We have a very small business and accept credit/debit cards - we previously dealt with Ulster Bank and got a really good deal of something like €12.50 a month for the terminal rental and then paid commission on payments, Ulster Bank then transferred this service to Streamline.

We recently changed our internet to UPC and our old terminal wasn't compatable (old telephone line v fibreoptic) ... we looked at the various options, rang Streamline (they were useless!) and in the end we had to get a new terminal through Verifone which is costing us over twice as much as the previous terminal. We were then paying Streamline for the commission only. Our business is small and there are months we don't have any transactions at all.

Got an Invoice yesterday from Steamline for 90.25 VAT incl. I rang them, apparently they sent us a letter in August (don't recall seeing it) in which they told us they were now going to charge 30 minimum per month, 36.99 annual fee and 11.99 per month non-compliance charge (apparently we have to fill in something online in order to comply). I would certainly have remembered this letter coming in!!

We are now thinking of changing merchant, does anyone have any suggestions?

We are mostly annoyed at Streamline because when we phoned them a few months ago when we were trying to way up the various options this new pricing wasn't mentioned, we don't recall a letter coming in from them, and also when we were having problems with the noncompatability they were more than useless!

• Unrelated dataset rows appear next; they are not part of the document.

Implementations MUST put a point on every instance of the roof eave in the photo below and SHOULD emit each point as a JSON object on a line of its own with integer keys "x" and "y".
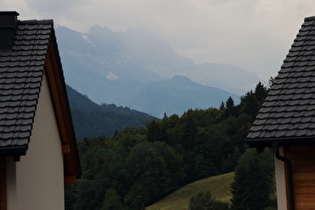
{"x": 269, "y": 142}
{"x": 13, "y": 150}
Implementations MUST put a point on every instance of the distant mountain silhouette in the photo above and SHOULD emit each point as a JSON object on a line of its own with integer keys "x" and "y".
{"x": 129, "y": 69}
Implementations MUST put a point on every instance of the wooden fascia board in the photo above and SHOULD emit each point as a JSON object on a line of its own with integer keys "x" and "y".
{"x": 62, "y": 111}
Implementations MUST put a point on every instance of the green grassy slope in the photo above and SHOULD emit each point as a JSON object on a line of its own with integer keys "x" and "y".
{"x": 219, "y": 186}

Thanks - sorry about the rant .....


----------



## terrysgirl33 (7 Dec 2012)

It may be worth considering if you need to keep a credit/debit card facility?  I don't know the ins and outs of it, but I've noticed more and more shops have a sign saying they don't take cards.


----------



## Allimac (7 Dec 2012)

I know Terrysgirl, we did wonder about that ourselves and maybe that is what we'll have to do ... unfortunately though we have signed a contract for the terminal as well as paying the set up fee of almost €250 only a couple of months ago ......


----------



## Amy77 (29 Dec 2012)

hey, i am in the same situation, i have a small business and only noticed today that Streamline is charging me 39.00, i rang them of course and apparently Visa asked them to do it and is a "new thing", when i replied i don't agree with any extra (appart from the normal Laser, Visa or Mastercard transaction fees) i was advised to cancel the terminal, as regards to the letter in August i was told the same and i never received anything, i am thinking to cancel everyhing as well, sick of all these new charges


----------



## pog3000 (16 Oct 2014)

*Transactions not reaching the bank account*

Recently, I changed provider from AIB merchant services to payment sense as there offering seemed to be substantially cheaper. Today I found out that NONE of the transactions have been banked (a month later). I rang the rep and am waiting for him to get back to me. Has anyone any information on what I should do next? Thanks in advance


----------